La ricerca dello spazio ai fianchi dei difensori è il nuovo dettame dello staff gallese per i suoi carroarmati, liberati dall’obbligo di cercare il sistematico annientamento fisico dell’avversario con ripetuti sfondamenti. La trasformazione è stata pressoché radicale e, per il momento, sta riscuotendo successo, vista la notevole prestazione sfornata dai primi otto Dragoni contro la Scozia. In questo senso, avrà sensibilmente influito il lavoro svolto da Wayne Pivac con gli Scarlets, abili nel tenere vivo il pallone anticipando gli avversari, che si ritrovano poi nelle peggiori condizioni possibili per portare un placcaggio e rallentare l’attaccante. I passaggi ravvicinati tra gli avanti rappresentano una soluzione tanto intelligente quanto difficile da leggere per la difesa, mentre l’attacco può guadagnare la linea del vantaggio e mettersi sul piede avanzante. Anche l’Italia ha potuto godere di qualche beneficio da queste situazioni, seppur effimero per la poca continuità dimostrata in alcuni momenti del suo attacco.

L’uso dei pivot

Il Leinster e l’Irlanda, sotto la guida di Joe Schmidt, hanno fatto scuola. La trademark move delle due squadre è il ben noto loop, ovvero il raddoppio operato da Jonathan Sexton con i centri (ma non solo) per ritardare la salita difensiva e avere quelle necessarie frazioni di secondo in più per gestire il possesso (ne avevamo parlato su queste pagine).

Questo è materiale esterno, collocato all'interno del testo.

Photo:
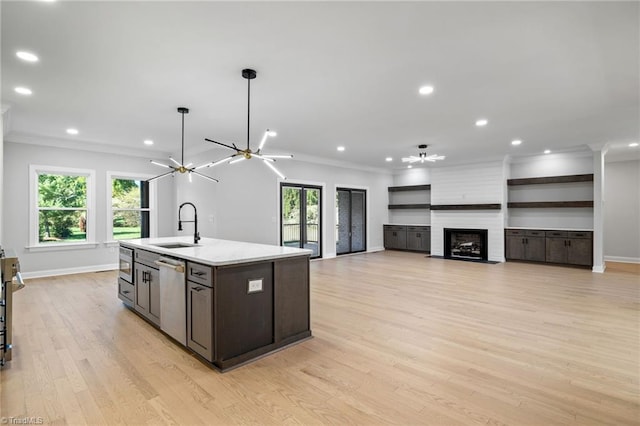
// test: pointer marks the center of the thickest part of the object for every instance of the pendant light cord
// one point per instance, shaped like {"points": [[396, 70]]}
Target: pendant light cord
{"points": [[182, 162], [248, 108]]}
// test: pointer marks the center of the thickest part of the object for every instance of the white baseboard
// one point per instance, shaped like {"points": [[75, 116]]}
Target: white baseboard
{"points": [[69, 271], [622, 259]]}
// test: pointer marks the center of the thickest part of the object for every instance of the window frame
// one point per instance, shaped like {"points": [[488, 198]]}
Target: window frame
{"points": [[152, 209], [34, 207]]}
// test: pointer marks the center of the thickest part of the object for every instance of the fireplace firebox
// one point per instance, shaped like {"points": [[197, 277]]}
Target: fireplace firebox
{"points": [[465, 244]]}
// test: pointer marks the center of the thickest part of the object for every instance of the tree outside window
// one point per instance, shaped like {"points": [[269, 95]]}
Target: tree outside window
{"points": [[130, 208], [62, 208]]}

Per garantire più distanza tra il mediano d’apertura (o un altro playmaker esterno) e gli avversari desiderosi di farne un sol boccone, tuttavia, si ricorre sempre più spesso anche ad un’altra delle opportunità offerte dalla formazione di mini unit in mezzo al campo: utilizzare un uomo di mischia per rifornire la seconda linea d’attacco, magari mentre il collega di reparto fissa la difesa da dummy runner.

Far ruotare un’azione attorno ad un pivot è meno complesso di un loop per coordinazione e sincronismo, ma è necessario che la velocità d’esecuzione sia adeguata per poter sfruttare al meglio il maggiore spazio che si viene a creare tra regista e linea difensiva.

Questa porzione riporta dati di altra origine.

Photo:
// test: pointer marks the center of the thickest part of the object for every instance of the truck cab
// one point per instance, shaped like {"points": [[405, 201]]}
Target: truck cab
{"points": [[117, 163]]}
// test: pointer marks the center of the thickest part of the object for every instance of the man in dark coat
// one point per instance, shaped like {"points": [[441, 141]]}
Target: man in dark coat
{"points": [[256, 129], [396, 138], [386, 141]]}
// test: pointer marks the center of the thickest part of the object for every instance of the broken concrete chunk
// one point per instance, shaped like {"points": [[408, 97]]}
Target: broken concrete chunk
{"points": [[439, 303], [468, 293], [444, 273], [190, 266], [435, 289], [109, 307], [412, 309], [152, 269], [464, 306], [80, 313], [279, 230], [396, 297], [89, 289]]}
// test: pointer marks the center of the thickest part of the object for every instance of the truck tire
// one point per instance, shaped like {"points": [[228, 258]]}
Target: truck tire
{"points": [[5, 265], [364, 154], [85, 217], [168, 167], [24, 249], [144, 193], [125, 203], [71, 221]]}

In entrambe le mete segnate contro l’Inghilterra, l’Italia ha fatto buon uso di questo ‘scudo’ rappresentato da Lovotti prima e Parisse poi per allargare il gioco verso Allan, che ha subito meno l’opprimente velocità inglese nel chiudere il gap uscendo dai blocchi dopo un punto d’incontro. In particolare, nella meta di Bellini è perfetto il timing del capitano azzurro nel passaggio verso il numero 10, soprattutto per continuità e armonia del movimento.

Per sventagliare da una parte all’altra del campo, anche il Galles si è costantemente servito dei vari Hill, Shingler e Jones per favorire la trequarti, mandando sempre fuori tempo la Scozia. Definirle delle novità è senz’altro inopportuno, ma il massiccio impiego di queste soluzioni anche da parte di squadre come Italia e Galles – per vari motivi un po’ in ritardo rispetto alle altre – è un segnale di come tutti vogliano muovere il pallone, a prescindere da avversari e contesto.